Job openings, a gauge of labor demand, dipped by 556,000 to 7.6 million as of the last business day of the month, according to the Labor Department's Job Openings and Labor Turnover Survey, or JOLTS report, on Tuesday.
Economists had anticipated a reading of 8.010 million. The data for November was revised to 8.156 million from its earlier level of 8.098 million.

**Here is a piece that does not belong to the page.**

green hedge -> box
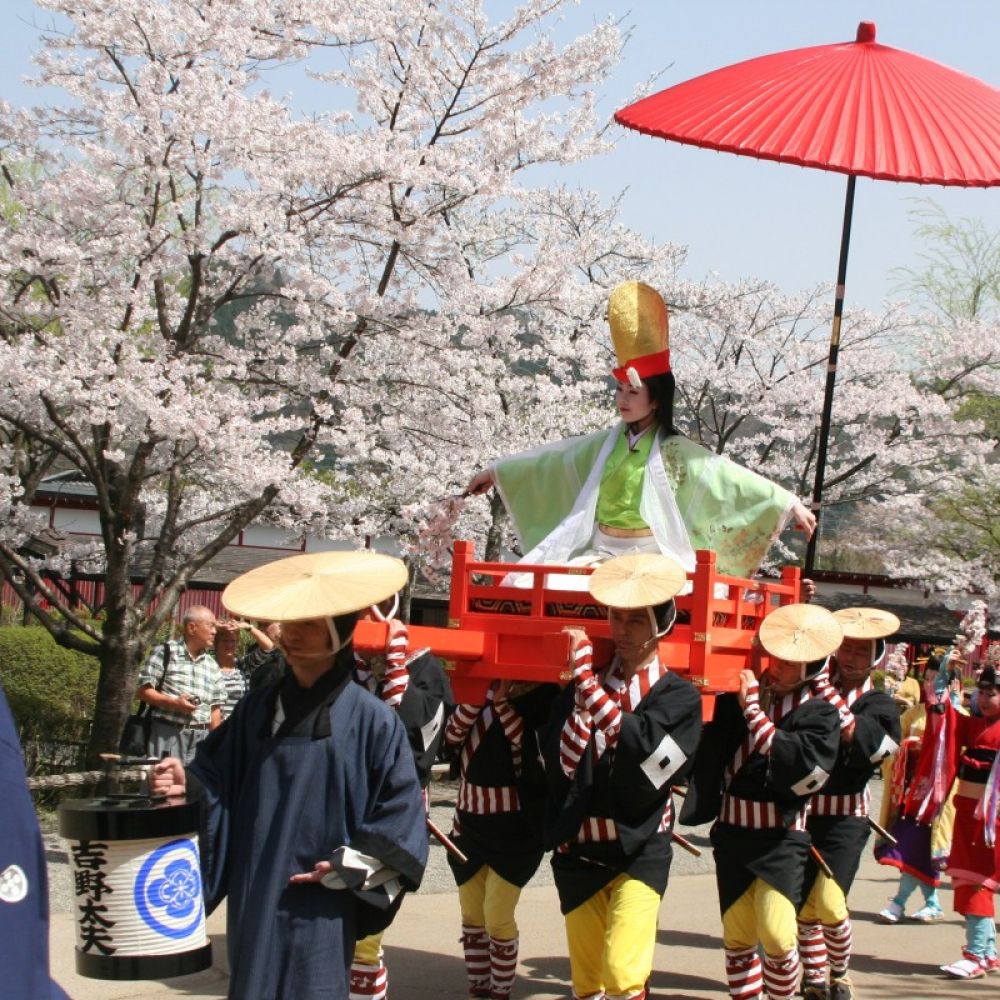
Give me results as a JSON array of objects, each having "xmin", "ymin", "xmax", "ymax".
[{"xmin": 0, "ymin": 625, "xmax": 100, "ymax": 773}]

Meanwhile, the number of hires came in at 5.462 million, compared with 5.373 million in November. Layoffs were also little changed at 1.8 million. The U.S. labor market has been buoyed by a relatively subdued amount of layoffs, although companies have been somewhat reluctant to bring on new workers following a spree of hiring in the aftermath of the COVID-19 pandemic.
The JOLTS numbers make up part of a stream of labor market figures due out this week, including the all-important January nonfarm payrolls report on Friday. The U.S. economy is tipped to have added 154,000 roles, down from 256,000 in the prior month, while the unemployment rate is seen matching December's pace of 4.1%.
In January, the Federal Reserve chose to leave interest rates unchanged at a range of 4.25% to 4.5%, pushing pause of a series of recent borrowing cost reductions. The central bank also signaled that it would take a wait-and-see approach to further cuts due to signs of a steady labor market and broader uncertainty around the impact of policy changes under the new Trump administration.